Nota de empenho. Decisão de indeferimento da tutela provisória de penhora online da quantia empenhada, ao fundamento de que pretensão executiva deduzida em face da Fazenda Pública deve ocorrer por meio de precatório. Empenho que implica em bloqueio do respectivo valor na dotação orçamentária e torna a verba empenhada indisponível para nova aplicação.
Empenho que constitui garantia aos fornecedores da administração pública de existência do respectivo valor e obriga os ordenadores de despesas a quitarem os valores empenhados sem as formalidades dos precatórios.

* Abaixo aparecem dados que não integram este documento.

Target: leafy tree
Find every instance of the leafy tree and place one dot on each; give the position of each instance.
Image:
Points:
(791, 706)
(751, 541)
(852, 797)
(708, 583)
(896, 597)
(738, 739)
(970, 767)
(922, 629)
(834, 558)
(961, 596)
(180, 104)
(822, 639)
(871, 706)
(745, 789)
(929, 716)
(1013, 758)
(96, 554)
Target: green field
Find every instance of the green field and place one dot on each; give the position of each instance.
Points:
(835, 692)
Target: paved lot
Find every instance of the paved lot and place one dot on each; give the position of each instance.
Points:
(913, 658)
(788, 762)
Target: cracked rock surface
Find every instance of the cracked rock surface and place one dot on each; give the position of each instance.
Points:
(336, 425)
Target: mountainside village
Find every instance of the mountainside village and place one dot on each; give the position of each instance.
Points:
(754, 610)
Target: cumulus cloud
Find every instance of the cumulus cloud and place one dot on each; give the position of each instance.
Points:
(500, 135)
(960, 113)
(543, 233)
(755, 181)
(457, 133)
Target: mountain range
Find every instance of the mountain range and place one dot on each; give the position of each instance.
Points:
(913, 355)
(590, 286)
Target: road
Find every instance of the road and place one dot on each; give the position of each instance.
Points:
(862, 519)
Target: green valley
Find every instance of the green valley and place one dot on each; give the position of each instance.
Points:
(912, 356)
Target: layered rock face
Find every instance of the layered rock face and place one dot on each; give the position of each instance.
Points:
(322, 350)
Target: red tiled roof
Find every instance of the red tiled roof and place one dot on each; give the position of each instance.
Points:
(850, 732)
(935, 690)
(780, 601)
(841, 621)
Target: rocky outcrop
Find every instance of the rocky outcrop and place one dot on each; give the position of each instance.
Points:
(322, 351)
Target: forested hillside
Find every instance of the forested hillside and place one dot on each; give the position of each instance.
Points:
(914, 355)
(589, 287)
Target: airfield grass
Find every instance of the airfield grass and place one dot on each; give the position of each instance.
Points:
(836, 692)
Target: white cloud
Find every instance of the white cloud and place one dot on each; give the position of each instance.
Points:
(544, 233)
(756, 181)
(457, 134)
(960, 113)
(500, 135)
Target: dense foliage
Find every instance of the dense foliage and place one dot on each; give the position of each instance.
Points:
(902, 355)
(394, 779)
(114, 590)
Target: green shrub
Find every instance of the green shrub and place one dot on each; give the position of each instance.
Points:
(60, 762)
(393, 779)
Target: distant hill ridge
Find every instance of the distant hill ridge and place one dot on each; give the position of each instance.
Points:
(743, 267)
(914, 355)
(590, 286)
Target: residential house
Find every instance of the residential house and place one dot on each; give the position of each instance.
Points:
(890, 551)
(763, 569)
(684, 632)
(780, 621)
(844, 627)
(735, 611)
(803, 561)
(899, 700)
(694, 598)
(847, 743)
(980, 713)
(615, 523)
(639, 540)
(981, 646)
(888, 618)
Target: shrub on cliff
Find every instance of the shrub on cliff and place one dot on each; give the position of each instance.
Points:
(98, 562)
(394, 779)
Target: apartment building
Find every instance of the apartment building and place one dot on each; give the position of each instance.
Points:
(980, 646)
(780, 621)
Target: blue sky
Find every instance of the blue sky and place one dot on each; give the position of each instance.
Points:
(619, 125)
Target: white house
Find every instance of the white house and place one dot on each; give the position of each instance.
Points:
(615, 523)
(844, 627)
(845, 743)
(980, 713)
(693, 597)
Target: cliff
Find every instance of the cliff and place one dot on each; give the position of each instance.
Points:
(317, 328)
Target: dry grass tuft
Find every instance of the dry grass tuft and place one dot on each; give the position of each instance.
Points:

Recurso conhecido e provido. (TJRJ; AI 0004458-94.2019.8.19.0000; Belford Roxo; Nona Câmara Cível; Relª Desª Daniela Brandão Ferreira; DORJ 06/05/2021; Pág. 347).” (sem destaque no original)
Reconhecer os temores é reconhecer que o Poder Público, não muito das vezes, age com desídia, quando se trata de cumprir com suas obrigações contratadas e liquidadas, e assim ocasionando grande prejuízo e sacrifício, para aqueles que decidem atender a Administração Pública.
Assim, acionar judicialmente o Poder Público, por meio de Ação de Execução fundada em título executivo extrajudicial, requerendo a imediata penhora do valor empenhado, é o caminho mais adequado e mais célere de ver o patrimônio do Contratado/Credor restituído.
*Artigo inspirado pelo Professor Fernando Facury Scaff, aula de Tributação e Finanças Públicas – ministrada na pós-graduação de Direito Público: Constitucional, Administrativo e Tributário – PUC/RS
**Fernando Baraúna, Advogado e sócio proprietário do Escritório BARAÚNA, MANGEON e Advogados Associados, Ex-Procurador Geral do Município de Dourados – MS, Especialista em Direito Tributário e Eleitoral, membro consultor da Comissão Especial de Direito Eleitoral do Conselho Federal da OAB – DF, pós-graduando em Direito Público: Constitucional, Administrativo e Tributário – PUC/RS, e assessor jurídico em várias administrações municipais.